The Mudcat Café TM
Thread #85513   Message #1584388
Posted By: Q (Frank Staplin)
16-Oct-05 - 11:18 PM
Thread Name: Lyr Add: Last Whistle / Sailor's Epitaph
Subject: Lyr Add: LAST WHISTLE / SAILOR'S EPITAPH (Bodleian
Lyr. Add: Last Whistle, or the Sailor's Epitaph

Whether sailor or not, for a moment avast,
Poor Jack's mizen top-sail is laid to the mast,
He'll never turn out, or will more heave the lead,
He's now all aback, nor will sails shoot ahead,
Yet though worms knaw his timbers, his vessel a wreck,
When he hears the last whistle, he'll jump upon deck,

Secure in his cabin, he's moored in the grave,
Nor hears any more the loud roar of the wave,
Pressed by death, he is sent to the tender below
Where lubbers and seamen must every one go.
Yet tho' worms knaw his timbers, his vessel a wreck,
When he hears the last whistle he'll jump upon deck.

With his frame a mere hulk, and his reckoning aboard,
At last he dropped down to mortality's road
With eternity's ocean before him in view,
He cheerfully piped out my messmates adieu,
For though worms knaw my timber, my vessel a wreck,
When I hear the last whistle, I'll jump upon deck.

Bodleian Collection, Firth c13(105), E. Hodges (late Pitts), printer, Seven Dials (London). Circa 1846-1854. Bodley Search

Charles Dibdin wrote poems of this type, but no author is listed with this sheet. Does anyone have further information?

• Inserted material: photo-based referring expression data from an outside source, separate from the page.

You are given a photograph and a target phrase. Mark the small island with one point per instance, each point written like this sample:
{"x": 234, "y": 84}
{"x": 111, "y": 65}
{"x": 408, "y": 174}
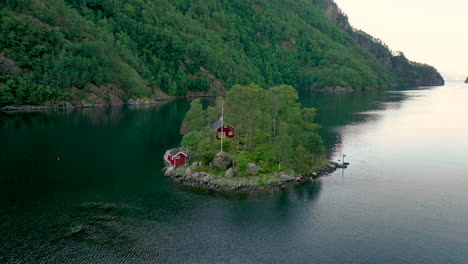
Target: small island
{"x": 252, "y": 139}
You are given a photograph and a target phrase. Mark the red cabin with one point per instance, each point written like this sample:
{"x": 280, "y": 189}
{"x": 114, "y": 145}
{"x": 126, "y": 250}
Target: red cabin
{"x": 223, "y": 129}
{"x": 176, "y": 157}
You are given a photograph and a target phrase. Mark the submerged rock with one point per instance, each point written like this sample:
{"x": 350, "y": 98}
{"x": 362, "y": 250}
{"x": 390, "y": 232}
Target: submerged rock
{"x": 230, "y": 173}
{"x": 170, "y": 172}
{"x": 188, "y": 171}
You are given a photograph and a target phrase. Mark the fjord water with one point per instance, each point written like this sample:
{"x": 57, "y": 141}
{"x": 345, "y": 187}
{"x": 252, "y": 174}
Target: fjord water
{"x": 403, "y": 199}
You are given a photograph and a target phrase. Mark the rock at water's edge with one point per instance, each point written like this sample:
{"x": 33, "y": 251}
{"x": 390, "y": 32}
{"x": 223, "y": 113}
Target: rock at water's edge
{"x": 253, "y": 169}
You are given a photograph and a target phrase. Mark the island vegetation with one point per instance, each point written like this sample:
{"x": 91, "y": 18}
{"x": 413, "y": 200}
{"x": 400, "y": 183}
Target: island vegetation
{"x": 275, "y": 139}
{"x": 99, "y": 52}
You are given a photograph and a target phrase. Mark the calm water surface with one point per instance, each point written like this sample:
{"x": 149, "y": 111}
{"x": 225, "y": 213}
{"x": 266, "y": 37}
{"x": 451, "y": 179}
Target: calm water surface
{"x": 404, "y": 198}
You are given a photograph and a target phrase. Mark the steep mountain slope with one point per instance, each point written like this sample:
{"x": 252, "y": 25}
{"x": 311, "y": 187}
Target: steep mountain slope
{"x": 108, "y": 51}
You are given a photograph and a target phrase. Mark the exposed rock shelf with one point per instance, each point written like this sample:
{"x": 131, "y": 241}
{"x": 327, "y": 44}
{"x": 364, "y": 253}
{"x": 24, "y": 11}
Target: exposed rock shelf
{"x": 190, "y": 177}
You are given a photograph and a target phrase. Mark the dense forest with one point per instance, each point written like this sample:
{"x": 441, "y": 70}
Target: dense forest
{"x": 271, "y": 130}
{"x": 86, "y": 52}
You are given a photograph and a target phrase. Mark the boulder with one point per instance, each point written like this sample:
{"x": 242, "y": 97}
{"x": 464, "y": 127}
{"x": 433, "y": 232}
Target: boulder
{"x": 253, "y": 168}
{"x": 222, "y": 160}
{"x": 170, "y": 172}
{"x": 230, "y": 173}
{"x": 285, "y": 177}
{"x": 207, "y": 178}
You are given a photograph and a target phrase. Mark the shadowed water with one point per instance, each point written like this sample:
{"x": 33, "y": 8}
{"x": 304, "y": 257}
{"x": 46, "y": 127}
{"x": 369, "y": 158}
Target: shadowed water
{"x": 404, "y": 198}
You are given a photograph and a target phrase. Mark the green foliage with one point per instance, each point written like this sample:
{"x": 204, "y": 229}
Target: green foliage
{"x": 271, "y": 130}
{"x": 181, "y": 46}
{"x": 194, "y": 119}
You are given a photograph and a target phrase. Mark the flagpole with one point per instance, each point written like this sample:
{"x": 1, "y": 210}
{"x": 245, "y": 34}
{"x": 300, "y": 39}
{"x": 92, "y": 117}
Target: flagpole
{"x": 222, "y": 125}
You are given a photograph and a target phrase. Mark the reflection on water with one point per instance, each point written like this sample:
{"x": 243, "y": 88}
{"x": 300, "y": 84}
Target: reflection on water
{"x": 402, "y": 200}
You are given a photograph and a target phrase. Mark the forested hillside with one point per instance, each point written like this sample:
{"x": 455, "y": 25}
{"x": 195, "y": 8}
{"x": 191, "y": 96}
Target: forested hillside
{"x": 87, "y": 52}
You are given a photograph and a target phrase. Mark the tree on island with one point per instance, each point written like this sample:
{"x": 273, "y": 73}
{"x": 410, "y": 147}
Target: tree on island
{"x": 272, "y": 130}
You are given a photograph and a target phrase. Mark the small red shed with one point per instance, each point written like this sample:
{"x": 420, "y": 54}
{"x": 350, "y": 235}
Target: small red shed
{"x": 223, "y": 129}
{"x": 176, "y": 157}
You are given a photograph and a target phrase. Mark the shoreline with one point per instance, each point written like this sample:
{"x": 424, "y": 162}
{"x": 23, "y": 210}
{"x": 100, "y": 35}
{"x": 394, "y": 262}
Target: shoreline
{"x": 146, "y": 101}
{"x": 204, "y": 179}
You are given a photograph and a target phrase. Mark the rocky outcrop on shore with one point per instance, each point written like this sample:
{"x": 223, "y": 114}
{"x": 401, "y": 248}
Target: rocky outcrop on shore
{"x": 206, "y": 180}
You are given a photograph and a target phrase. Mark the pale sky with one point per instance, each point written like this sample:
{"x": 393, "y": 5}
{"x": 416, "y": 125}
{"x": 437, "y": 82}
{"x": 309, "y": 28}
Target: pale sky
{"x": 427, "y": 31}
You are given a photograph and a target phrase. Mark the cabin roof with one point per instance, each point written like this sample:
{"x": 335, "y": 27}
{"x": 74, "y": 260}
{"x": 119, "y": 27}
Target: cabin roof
{"x": 173, "y": 152}
{"x": 218, "y": 124}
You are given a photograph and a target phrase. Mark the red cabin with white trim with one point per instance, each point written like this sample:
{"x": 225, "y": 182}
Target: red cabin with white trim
{"x": 223, "y": 130}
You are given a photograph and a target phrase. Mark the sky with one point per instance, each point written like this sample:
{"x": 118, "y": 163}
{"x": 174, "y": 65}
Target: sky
{"x": 427, "y": 31}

In the poem, a sailor's bones are called timbers. The first known occurrence of the term "shiver my timbers" is in a novel by Marryat, "Jacob Faithful," 1835. Also used by Robert Louis Stevenson in "Treasure Island." See thread 20925: Shiver my timbers
'Shiver my timbers' may have been invented by Marryat, but there is no proof that it was not in prior use by sailors.